Text embeddings API

This guide shows you how to use the Text Embeddings API to convert text into numerical vectors. This document covers the following topics:

  • Syntax: Call the API using cURL or the Python SDK.
  • Request and response: Learn about the request and response parameters for the text embedding models.
  • Examples: View a code sample that shows how to embed a string of text.
  • What's next: Explore related documentation.

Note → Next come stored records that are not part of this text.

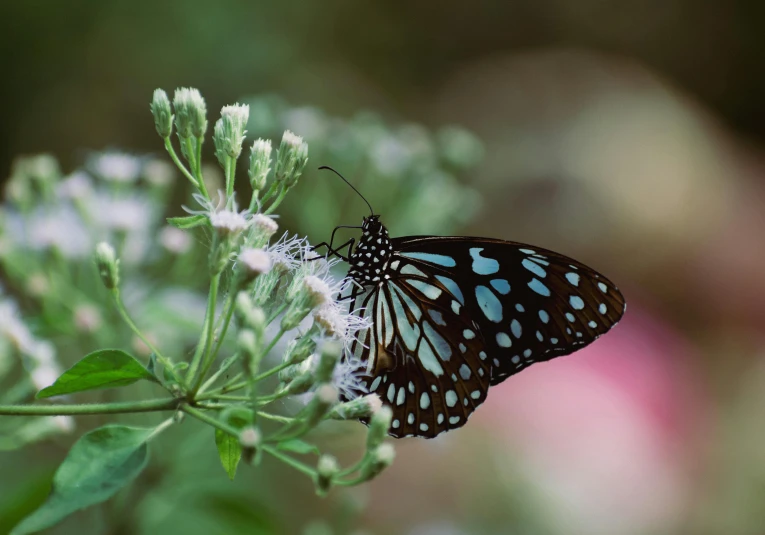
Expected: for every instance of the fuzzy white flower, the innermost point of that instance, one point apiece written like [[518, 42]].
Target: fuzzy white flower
[[13, 329], [286, 252], [319, 292], [87, 318], [255, 261], [117, 167], [125, 213], [76, 186], [348, 377]]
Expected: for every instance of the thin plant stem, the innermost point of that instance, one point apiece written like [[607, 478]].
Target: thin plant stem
[[195, 374], [179, 164], [148, 405]]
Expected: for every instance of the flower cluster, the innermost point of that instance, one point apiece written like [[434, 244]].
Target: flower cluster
[[269, 328]]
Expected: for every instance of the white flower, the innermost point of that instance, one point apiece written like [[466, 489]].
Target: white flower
[[174, 239], [60, 228], [319, 292], [264, 225], [255, 261], [87, 318], [292, 140], [285, 253], [117, 167], [159, 173], [224, 216], [125, 213], [335, 320]]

The Text embeddings API converts text into numerical vectors called embeddings. These vector representations capture the semantic meaning and context of the text.

Supported Models:

You can get text embeddings by using the following models:

Model name Description Output Dimensions Max sequence length Supported text languages
gemini-embedding-001 State-of-the-art performance across English, multilingual and code tasks. It unifies the previously specialized models like text-embedding-005 and text-multilingual-embedding-002 and achieves better performance in their respective domains. Read our Tech Report for more detail. up to 3072 2048 tokens Supported text languages
text-embedding-005 Specialized in English and code tasks. up to 768 2048 tokens English
text-multilingual-embedding-002 Specialized in multilingual tasks. up to 768 2048 tokens Supported text languages

For superior embedding quality, gemini-embedding-001 is our large model designed to provide the highest performance. Note that gemini-embedding-001 supports one instance per request.

Syntax

curl

PROJECT_ID = PROJECT_ID
REGION = us-central1
MODEL_ID = MODEL_ID

curl -X POST \
  -H "Authorization: Bearer $(gcloud auth print-access-token)" \
  -H "Content-Type: application/json" \
  https://${REGION}-aiplatform.googleapis.com/v1/projects/${PROJECT_ID}/locations/${REGION}/publishers/google/models/${MODEL_ID}:predict -d \
  '{
    "instances": [
      ...
    ],
    "parameters": {
      ...
    }
  }'

Python

PROJECT_ID = PROJECT_ID
REGION = us-central1
MODEL_ID = MODEL_ID

import vertexai
from vertexai.language_models import TextEmbeddingModel

vertexai.init(project=PROJECT_ID, location=REGION)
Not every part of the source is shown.